0

im building one hot encoding function from and pandas dataframe and cant figure out how to get the data back into the dataframe. I get :

"IndexError: only integers, slices (:), ellipsis (...), numpy.newaxis (None) and integer or boolean arrays are valid indices

How do I reintegrate this back into pandas data frame?

def one_hot_encoder (features, df_to_encode):
    """encoder to encoder  

    Parameters:
    features (list): features to normalise
    df_to_encode (pandas dataframe): dataframe to encode

    Returns:
    dataframe: dataframe to encode 
    """
   from sklearn.preprocessing import OneHotEncoder    
   for column in features: 
        # one hot encoder 
        enc = OneHotEncoder(sparse=False)
        column_norm = column + "_encoded"
        df = enc.fit_transform(df_to_encode[[column]])

    return df

columns_to_one_hot_encode = ["type"]
df = one_hot_encoder(columns_to_one_hot_encode,df)

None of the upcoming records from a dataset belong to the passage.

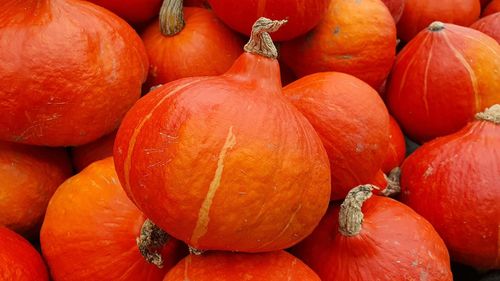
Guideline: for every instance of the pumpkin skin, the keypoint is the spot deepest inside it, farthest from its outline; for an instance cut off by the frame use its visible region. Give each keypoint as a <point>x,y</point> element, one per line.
<point>90,231</point>
<point>302,15</point>
<point>29,176</point>
<point>204,47</point>
<point>19,260</point>
<point>224,266</point>
<point>460,172</point>
<point>220,145</point>
<point>395,243</point>
<point>489,25</point>
<point>352,122</point>
<point>441,79</point>
<point>74,70</point>
<point>355,37</point>
<point>418,14</point>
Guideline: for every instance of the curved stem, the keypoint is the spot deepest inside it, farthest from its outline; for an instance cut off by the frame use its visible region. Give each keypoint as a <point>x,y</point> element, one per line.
<point>260,41</point>
<point>171,17</point>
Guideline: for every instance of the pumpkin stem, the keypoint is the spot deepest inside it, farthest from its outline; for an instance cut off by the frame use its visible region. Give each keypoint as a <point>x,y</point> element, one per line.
<point>393,186</point>
<point>150,242</point>
<point>491,114</point>
<point>351,217</point>
<point>260,41</point>
<point>171,17</point>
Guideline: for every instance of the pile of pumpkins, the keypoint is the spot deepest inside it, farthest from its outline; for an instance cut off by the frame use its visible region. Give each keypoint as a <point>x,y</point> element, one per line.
<point>249,140</point>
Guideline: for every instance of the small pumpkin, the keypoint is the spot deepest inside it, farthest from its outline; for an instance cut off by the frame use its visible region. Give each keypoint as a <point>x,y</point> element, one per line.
<point>20,261</point>
<point>188,42</point>
<point>208,159</point>
<point>90,231</point>
<point>374,238</point>
<point>29,176</point>
<point>460,172</point>
<point>445,75</point>
<point>73,71</point>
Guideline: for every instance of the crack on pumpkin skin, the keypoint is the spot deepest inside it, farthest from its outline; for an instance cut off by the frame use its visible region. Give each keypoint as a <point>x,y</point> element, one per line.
<point>201,227</point>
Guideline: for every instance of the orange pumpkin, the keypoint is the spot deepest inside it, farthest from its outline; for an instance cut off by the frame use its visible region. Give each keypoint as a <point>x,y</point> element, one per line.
<point>19,260</point>
<point>355,37</point>
<point>209,159</point>
<point>90,231</point>
<point>224,266</point>
<point>351,120</point>
<point>29,176</point>
<point>443,77</point>
<point>188,42</point>
<point>73,71</point>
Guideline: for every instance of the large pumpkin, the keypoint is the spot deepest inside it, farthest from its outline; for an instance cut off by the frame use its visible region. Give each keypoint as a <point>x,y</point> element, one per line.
<point>28,177</point>
<point>355,37</point>
<point>71,71</point>
<point>454,182</point>
<point>90,231</point>
<point>374,239</point>
<point>302,15</point>
<point>187,43</point>
<point>225,162</point>
<point>351,120</point>
<point>443,77</point>
<point>19,261</point>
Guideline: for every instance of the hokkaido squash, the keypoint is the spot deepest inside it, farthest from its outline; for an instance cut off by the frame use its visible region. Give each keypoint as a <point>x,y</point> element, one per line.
<point>71,71</point>
<point>209,159</point>
<point>90,231</point>
<point>29,176</point>
<point>19,260</point>
<point>225,266</point>
<point>445,75</point>
<point>188,42</point>
<point>374,238</point>
<point>460,172</point>
<point>352,122</point>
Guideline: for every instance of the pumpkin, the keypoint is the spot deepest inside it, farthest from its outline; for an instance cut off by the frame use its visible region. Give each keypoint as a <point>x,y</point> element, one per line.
<point>418,14</point>
<point>209,159</point>
<point>133,11</point>
<point>460,172</point>
<point>73,71</point>
<point>396,150</point>
<point>443,77</point>
<point>29,176</point>
<point>187,43</point>
<point>355,37</point>
<point>20,261</point>
<point>225,266</point>
<point>302,15</point>
<point>351,120</point>
<point>90,231</point>
<point>489,25</point>
<point>374,238</point>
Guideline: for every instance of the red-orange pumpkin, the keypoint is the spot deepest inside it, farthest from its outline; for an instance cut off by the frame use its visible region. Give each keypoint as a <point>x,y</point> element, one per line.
<point>302,15</point>
<point>224,266</point>
<point>418,14</point>
<point>454,182</point>
<point>376,239</point>
<point>351,120</point>
<point>28,177</point>
<point>71,71</point>
<point>19,261</point>
<point>210,159</point>
<point>443,77</point>
<point>90,231</point>
<point>355,37</point>
<point>190,42</point>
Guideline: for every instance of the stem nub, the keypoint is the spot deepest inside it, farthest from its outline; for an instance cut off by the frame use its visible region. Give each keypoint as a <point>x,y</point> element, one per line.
<point>171,17</point>
<point>260,41</point>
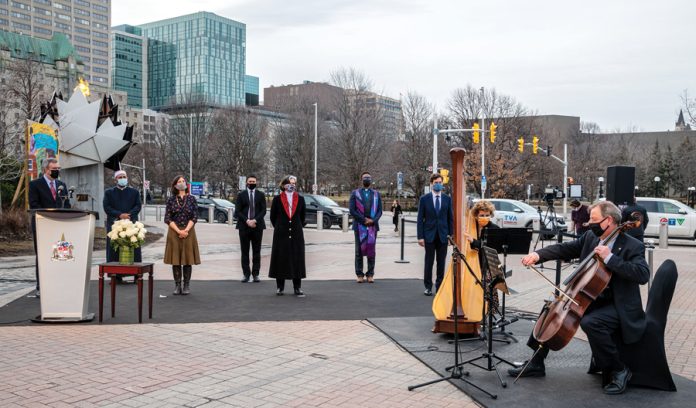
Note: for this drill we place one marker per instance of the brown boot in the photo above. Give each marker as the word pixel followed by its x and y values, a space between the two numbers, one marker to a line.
pixel 176 270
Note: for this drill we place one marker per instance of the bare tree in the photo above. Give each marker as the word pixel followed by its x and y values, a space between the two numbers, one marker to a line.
pixel 359 138
pixel 413 152
pixel 237 140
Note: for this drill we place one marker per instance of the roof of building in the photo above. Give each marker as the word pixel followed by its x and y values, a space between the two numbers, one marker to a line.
pixel 58 48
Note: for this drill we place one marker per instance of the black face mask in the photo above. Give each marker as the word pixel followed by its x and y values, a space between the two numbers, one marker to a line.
pixel 596 228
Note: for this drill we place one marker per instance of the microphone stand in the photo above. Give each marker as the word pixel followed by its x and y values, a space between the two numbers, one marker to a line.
pixel 456 371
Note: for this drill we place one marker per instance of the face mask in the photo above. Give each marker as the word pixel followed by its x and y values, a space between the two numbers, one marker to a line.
pixel 596 228
pixel 483 221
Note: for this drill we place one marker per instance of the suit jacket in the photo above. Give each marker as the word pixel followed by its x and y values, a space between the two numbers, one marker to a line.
pixel 358 218
pixel 241 209
pixel 432 223
pixel 629 270
pixel 40 194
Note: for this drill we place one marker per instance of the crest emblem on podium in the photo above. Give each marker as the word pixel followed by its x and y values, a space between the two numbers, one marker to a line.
pixel 62 250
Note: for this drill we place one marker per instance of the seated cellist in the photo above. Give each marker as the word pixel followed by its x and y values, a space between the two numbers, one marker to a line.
pixel 617 309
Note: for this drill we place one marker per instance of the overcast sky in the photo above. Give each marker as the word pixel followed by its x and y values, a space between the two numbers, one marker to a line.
pixel 619 63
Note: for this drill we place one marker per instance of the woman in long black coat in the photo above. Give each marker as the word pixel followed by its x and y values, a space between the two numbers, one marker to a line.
pixel 287 254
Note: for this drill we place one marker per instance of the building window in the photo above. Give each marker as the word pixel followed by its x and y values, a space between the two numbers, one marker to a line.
pixel 62 6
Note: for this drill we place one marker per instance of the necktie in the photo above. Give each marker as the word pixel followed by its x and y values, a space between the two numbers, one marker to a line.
pixel 251 205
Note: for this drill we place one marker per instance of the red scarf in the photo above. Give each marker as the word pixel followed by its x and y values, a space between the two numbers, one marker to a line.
pixel 284 200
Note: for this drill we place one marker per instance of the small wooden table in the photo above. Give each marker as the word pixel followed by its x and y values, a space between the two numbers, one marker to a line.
pixel 113 269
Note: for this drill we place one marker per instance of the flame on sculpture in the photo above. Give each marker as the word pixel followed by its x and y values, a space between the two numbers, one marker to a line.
pixel 83 86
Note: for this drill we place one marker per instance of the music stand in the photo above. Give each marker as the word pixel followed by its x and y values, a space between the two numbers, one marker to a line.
pixel 508 241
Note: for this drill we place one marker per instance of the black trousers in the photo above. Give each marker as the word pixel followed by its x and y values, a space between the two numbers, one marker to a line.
pixel 359 259
pixel 434 251
pixel 296 283
pixel 599 322
pixel 252 236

The data im using is from https://www.kaggle.com/ealaxi/paysim1

resolver101
  • 2,155
  • 11
  • 41
  • 53

2 Answers2

1

You don't need sklearn, you can simply use pandas.get_dummies

import pandas as pd

def one_hot_encoder (features, df_to_encode):
    """encoder to encoder  

    Parameters:
    features (list): features to normalise
    df_to_encode (pandas dataframe): dataframe to encode

    Returns:
    dataframe: dataframe to encode 
    """
    return pd.get_dummies(df_to_encode, columns=features)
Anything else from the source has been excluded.